NICK LEMANN PROVES MY POINT: Writing in The New Yorker, he observes:

“Millions of Americans who were once in awe of the punditocracy now realize that anyone can do this stuff—and that many unknowns can do it better than the lords of the profession,” Glenn Reynolds, a University of Tennessee law professor who operates one of the leading blogs, Instapundit, writes, typically, in his new book, “An Army of Davids: How Markets and Technology Empower Ordinary People to Beat Big Media, Big Government and Other Goliaths.”

The rhetoric about Internet journalism produced by Reynolds and many others is plausible only because it conflates several distinct categories of material that are widely available online and didn’t use to be.

I appreciate the book plug. But, actually, it’s Lemann who’s doing the conflating, taking my comments about punditry and then applying them to hard-news reporting. Lots of other people responded to Lemann while I was away — Rebecca MacKinnon has a response and a big roundup here — so I’ll just note one recent event that suggests that the standards set by alleged professionals aren’t very high.

That, of course, is Reuters’ use of faked photos from Lebanon, part of a larger trend on the part of allegedly professional and objective Western media to use local stringers who are thoroughly anti-Israel and anti-American and then present the resulting reporting as if it were neutral and factual. And it’s not as if the most recent developments are unusual.

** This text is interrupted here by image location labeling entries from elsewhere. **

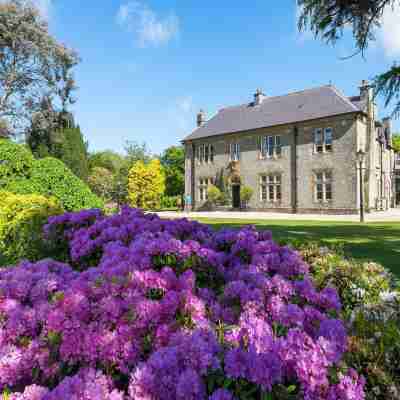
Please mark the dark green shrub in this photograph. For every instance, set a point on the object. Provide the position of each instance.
(51, 177)
(21, 220)
(15, 161)
(371, 304)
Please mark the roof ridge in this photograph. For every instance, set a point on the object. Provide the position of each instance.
(343, 97)
(268, 98)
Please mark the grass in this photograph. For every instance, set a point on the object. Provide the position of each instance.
(379, 242)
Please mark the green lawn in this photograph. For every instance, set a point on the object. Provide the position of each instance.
(378, 242)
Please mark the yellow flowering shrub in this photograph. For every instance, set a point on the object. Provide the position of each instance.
(146, 184)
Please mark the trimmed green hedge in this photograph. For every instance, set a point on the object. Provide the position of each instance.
(16, 161)
(47, 176)
(21, 220)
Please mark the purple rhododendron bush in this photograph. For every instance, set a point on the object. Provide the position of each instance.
(147, 309)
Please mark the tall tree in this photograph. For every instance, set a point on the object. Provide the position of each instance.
(136, 151)
(173, 162)
(33, 65)
(72, 150)
(396, 142)
(328, 19)
(63, 140)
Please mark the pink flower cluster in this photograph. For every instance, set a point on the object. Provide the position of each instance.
(153, 309)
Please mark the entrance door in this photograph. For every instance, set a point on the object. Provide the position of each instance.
(236, 196)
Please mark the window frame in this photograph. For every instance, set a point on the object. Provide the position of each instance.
(323, 188)
(234, 151)
(204, 184)
(271, 146)
(323, 140)
(270, 187)
(205, 153)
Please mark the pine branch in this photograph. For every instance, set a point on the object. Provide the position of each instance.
(388, 85)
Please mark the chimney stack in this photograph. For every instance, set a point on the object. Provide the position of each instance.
(366, 90)
(201, 118)
(387, 129)
(259, 96)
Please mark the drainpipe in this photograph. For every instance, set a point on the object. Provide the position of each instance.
(382, 179)
(294, 171)
(192, 183)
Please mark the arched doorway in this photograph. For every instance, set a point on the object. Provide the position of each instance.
(236, 195)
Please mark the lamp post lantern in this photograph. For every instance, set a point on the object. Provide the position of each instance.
(360, 159)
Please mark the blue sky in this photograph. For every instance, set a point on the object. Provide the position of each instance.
(149, 66)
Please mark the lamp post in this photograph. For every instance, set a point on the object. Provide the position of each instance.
(360, 159)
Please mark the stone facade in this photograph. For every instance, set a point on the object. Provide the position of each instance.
(309, 181)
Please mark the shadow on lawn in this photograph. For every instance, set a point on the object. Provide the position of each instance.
(374, 242)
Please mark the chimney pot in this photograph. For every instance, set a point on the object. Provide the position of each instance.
(201, 118)
(259, 96)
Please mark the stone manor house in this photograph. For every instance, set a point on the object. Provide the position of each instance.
(298, 152)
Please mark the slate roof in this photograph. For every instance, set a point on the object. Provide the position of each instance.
(306, 105)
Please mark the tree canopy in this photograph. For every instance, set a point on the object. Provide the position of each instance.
(108, 159)
(33, 67)
(396, 142)
(329, 18)
(136, 151)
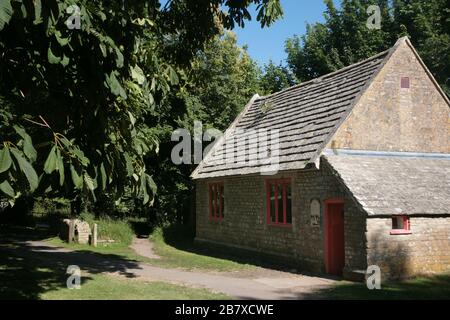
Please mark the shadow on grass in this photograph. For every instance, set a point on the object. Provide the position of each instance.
(182, 238)
(29, 268)
(421, 288)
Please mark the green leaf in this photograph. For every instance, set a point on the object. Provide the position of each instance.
(62, 41)
(5, 160)
(28, 147)
(50, 164)
(152, 184)
(60, 166)
(5, 13)
(76, 178)
(115, 86)
(103, 176)
(27, 169)
(7, 189)
(52, 58)
(89, 182)
(137, 74)
(119, 58)
(65, 61)
(37, 11)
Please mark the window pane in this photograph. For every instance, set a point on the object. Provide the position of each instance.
(288, 204)
(272, 203)
(222, 201)
(280, 204)
(397, 223)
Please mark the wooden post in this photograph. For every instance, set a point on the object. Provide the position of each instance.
(94, 235)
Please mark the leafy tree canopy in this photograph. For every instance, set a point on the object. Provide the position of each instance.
(79, 105)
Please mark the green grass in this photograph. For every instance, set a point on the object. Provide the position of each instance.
(108, 228)
(101, 287)
(182, 253)
(421, 288)
(175, 247)
(27, 278)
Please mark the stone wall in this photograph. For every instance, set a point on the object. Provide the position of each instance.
(245, 223)
(425, 251)
(389, 118)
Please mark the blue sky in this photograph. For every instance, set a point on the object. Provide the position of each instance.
(268, 43)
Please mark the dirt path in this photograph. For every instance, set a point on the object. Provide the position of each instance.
(280, 286)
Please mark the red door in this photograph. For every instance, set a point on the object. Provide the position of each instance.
(335, 251)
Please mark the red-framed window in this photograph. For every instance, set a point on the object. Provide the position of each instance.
(400, 224)
(279, 202)
(216, 201)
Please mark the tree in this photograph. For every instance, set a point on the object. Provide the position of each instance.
(344, 37)
(276, 78)
(78, 103)
(220, 81)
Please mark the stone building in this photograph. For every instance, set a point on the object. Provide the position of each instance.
(360, 176)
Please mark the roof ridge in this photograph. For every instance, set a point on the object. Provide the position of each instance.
(378, 55)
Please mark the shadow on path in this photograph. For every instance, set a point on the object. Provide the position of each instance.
(29, 268)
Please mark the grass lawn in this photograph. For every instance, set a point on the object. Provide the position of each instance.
(101, 287)
(27, 278)
(178, 252)
(422, 288)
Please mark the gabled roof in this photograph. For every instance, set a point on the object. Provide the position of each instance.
(306, 115)
(389, 185)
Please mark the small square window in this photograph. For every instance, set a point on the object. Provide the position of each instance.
(279, 202)
(216, 201)
(400, 225)
(405, 83)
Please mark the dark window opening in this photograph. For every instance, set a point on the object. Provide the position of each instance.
(400, 225)
(279, 202)
(216, 201)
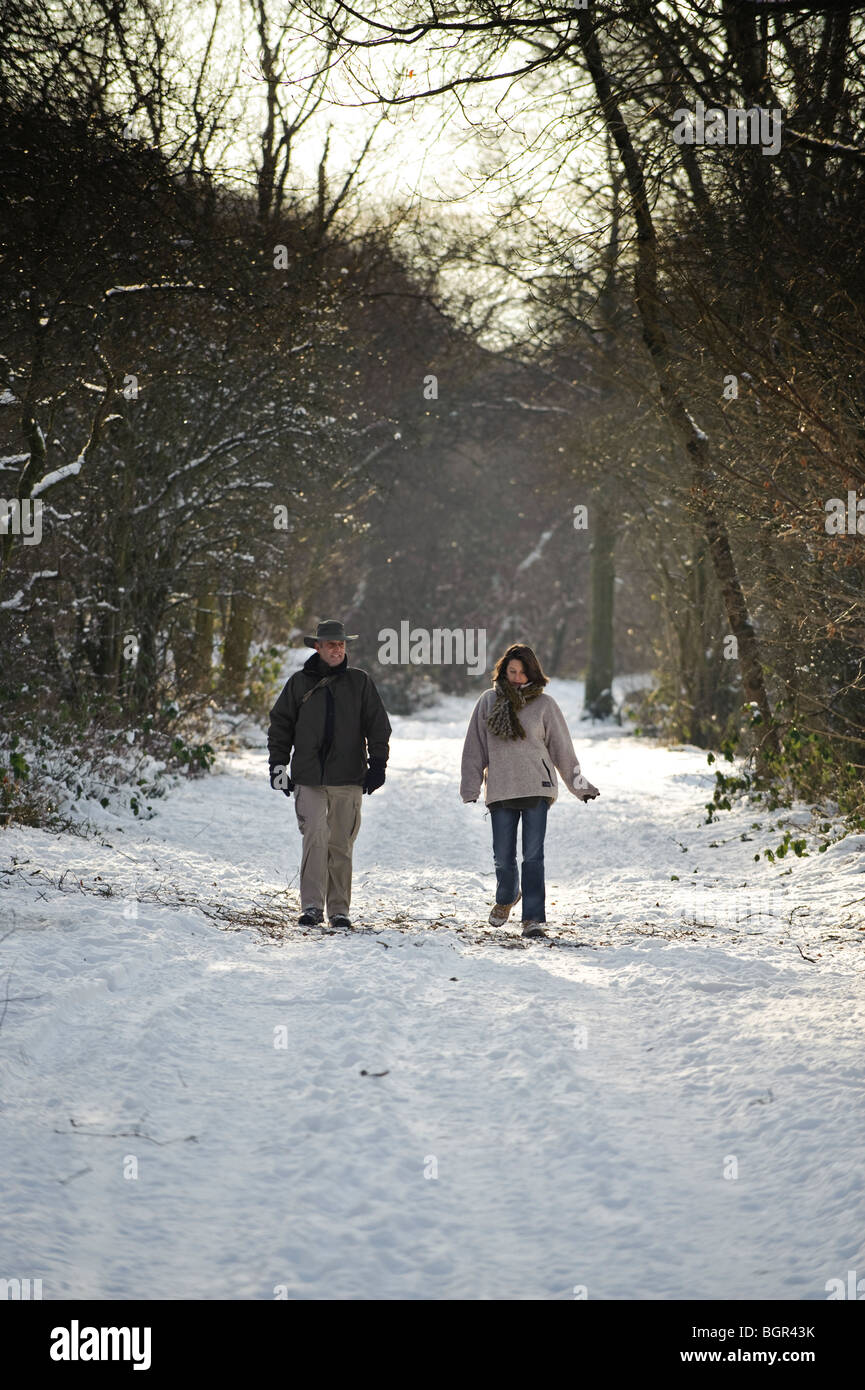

I agree with this take: “Quite apart from the dismaying ineptitude of missing the clear evidence of manipulation that bloggers will eagerly and easily throw in their faces, we should worry that there is much more subtle and expert use of photoshopping going on all the time.”

Despite claims to the contrary, I haven’t argued that blogs will replace traditional journalism. But this stuff makes “amateur hour” look pretty good. And if a blogger had perpetrated this kind of a fraud and had it reproduced all over the world, I suspect we’d be hearing much more in the way of tut-tutting from the likes of Lemann.